Con una escenografía ideada junto a la artista Es Devlin, el show comenzó como una procesión sagrada de estilo: modelos desfilando entre palcos vacíos, iluminadas por haces de luz casi místicos que revelaban cada textura, cada costura y cada rincón tallado del Palacio. La pasarela, suspendida entre pasado y futuro, se convirtió en un viaje sensorial que hacía honor al espíritu teatral del lugar, donde cada look parecía un personaje. ¿Moda? Sí. ¿Performance? También.
El vestuario, fiel a la visión futurista y armada de Ghesquière, coqueteó con la teatralidad: capas dramáticas, sastrería de alto impacto, textiles nobles, metalizados que parecían armaduras del mañana y terciopelos que pedían aplausos. Cada prenda fue pensada no solo como indumentaria sino como gesto escénico: desde un abrigo que dramatiza al caminar hasta una falda que suena al girar. Porque aquí la ropa no viste: interpreta.
Los invitados, sentados sobre bancos diseñados a medida, miraban hacia el público vacío del teatro.
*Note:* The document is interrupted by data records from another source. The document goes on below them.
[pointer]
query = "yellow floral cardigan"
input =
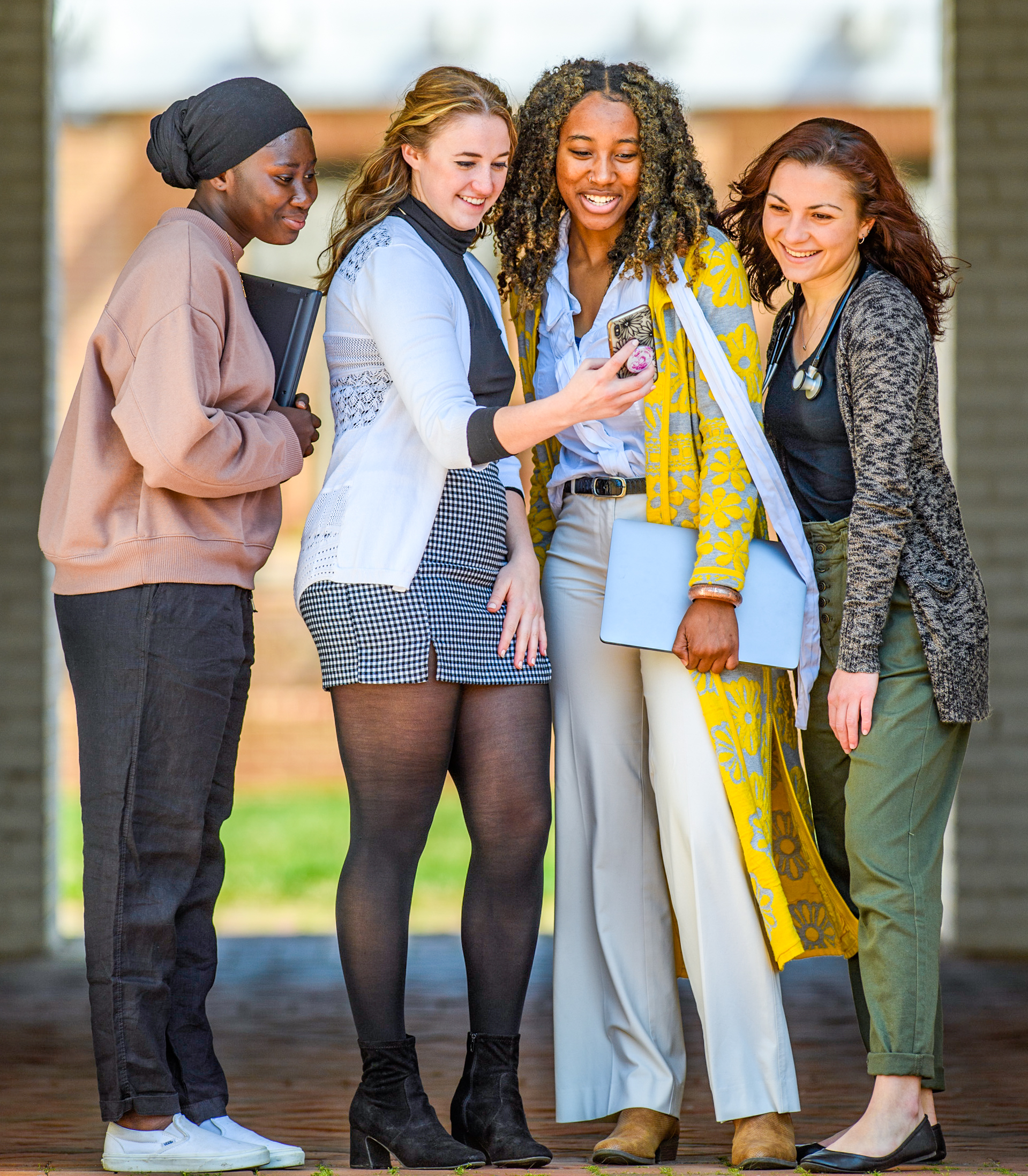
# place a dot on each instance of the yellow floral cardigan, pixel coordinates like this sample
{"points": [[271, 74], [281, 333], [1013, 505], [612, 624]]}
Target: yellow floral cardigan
{"points": [[695, 477]]}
Una jugada brillante que invertía roles: el espectador se volvía protagonista, y el monumento, una caja escénica donde todo podía pasar. El mensaje fue claro: este desfile no era solo para mirar, era para sentir.
Louis Vuitton demostró —una vez más— que cuando la moda se encuentra con el arte, el resultado es puro espectáculo. Y que, a veces, para crear algo verdaderamente nuevo, hay que volver al escenario donde todo empezó.